Had the members of Kiss drinking beers and watching several of our sets in a Seattle bar.
Been mistaken for Jimmy Buffett’s bass player - went along with it and said I was just sittin’ in with friends for the gig.
Was put on standby call to do sonar search for Challenger Space Shuttle debris… so glad I didn’t have to go looking.
Besides that, I got nothin’…
Ran a race over Belmont Park’s dirt track (a footrace for humans, not horses)
Cross country skied inside Shea Stadium (on the field)
Rescued a friend from an incompetent hospital and drove him 20 miles to a better one, probably saving his life
Hung out with Dennis Weaver at a rally outside the United Nations (nice guy)

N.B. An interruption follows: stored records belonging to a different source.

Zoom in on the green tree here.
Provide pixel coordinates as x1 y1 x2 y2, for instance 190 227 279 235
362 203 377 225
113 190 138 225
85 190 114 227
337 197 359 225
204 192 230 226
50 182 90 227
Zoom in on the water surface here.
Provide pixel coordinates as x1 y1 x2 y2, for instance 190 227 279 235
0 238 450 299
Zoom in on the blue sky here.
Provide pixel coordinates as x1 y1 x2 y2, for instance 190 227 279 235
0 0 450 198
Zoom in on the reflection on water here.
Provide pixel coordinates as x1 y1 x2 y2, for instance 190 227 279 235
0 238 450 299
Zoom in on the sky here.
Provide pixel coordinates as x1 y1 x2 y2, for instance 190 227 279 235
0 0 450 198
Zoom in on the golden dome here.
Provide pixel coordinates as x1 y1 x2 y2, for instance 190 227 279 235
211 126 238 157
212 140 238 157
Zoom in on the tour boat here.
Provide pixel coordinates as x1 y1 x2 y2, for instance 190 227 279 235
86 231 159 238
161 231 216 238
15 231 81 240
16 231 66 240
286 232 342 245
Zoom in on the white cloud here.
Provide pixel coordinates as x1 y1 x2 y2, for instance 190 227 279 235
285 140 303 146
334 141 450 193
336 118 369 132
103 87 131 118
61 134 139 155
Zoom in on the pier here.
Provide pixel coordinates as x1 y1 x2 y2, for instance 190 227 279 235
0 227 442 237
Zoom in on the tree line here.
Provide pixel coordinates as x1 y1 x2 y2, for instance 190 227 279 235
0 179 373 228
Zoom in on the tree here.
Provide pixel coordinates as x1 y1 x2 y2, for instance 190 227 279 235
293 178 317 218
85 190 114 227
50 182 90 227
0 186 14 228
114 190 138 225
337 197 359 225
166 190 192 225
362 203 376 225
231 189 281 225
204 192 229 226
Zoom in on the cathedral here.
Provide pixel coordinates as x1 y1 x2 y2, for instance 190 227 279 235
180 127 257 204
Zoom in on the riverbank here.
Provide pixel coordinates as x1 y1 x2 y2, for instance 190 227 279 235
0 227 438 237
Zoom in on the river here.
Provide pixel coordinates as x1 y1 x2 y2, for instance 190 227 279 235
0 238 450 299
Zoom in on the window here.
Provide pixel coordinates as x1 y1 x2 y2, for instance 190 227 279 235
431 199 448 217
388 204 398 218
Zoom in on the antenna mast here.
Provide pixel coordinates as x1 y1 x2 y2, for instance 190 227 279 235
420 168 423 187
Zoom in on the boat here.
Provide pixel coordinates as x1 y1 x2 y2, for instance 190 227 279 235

Walked out of a bank only to be forced to the ground by the local SWAT team because I fit the description of a local bank robber
Worked a booth at a senior citizen’s event for a government agency only to be berated for about five hours by seniors who disagreed with the agency’s mission
Waited for a city bus to take me to school during a snowstorm, only to have it never show up; I had to be rescued by my sister, who had to literally throw me in the back seat because I was too cold to get in the car any other way
Stepped on a broken bottle while jogging, gashing my arch and severing an artery in my foot
Been plagiarized by a writer for the Harvard Review
Let a naked sleeping customs agent sleep at the old Kai Tak airport. Made it a rule to never wake a naked man.
Almost died at an abortion clinic. Nearly fell in an open excavation pit.
Lived in Guantanamo Bay
Crossed the Straight of Gibraltar
Visited the Casino in Subic Bay
Accidentally called Gwendolyn Brooks on the phone.
My life’s pretty boring, actually. 
I think I’ve mentioned know Oscar winner…I’ll add that I attended the first public showing of his film. Long before anyone realized just how big it was.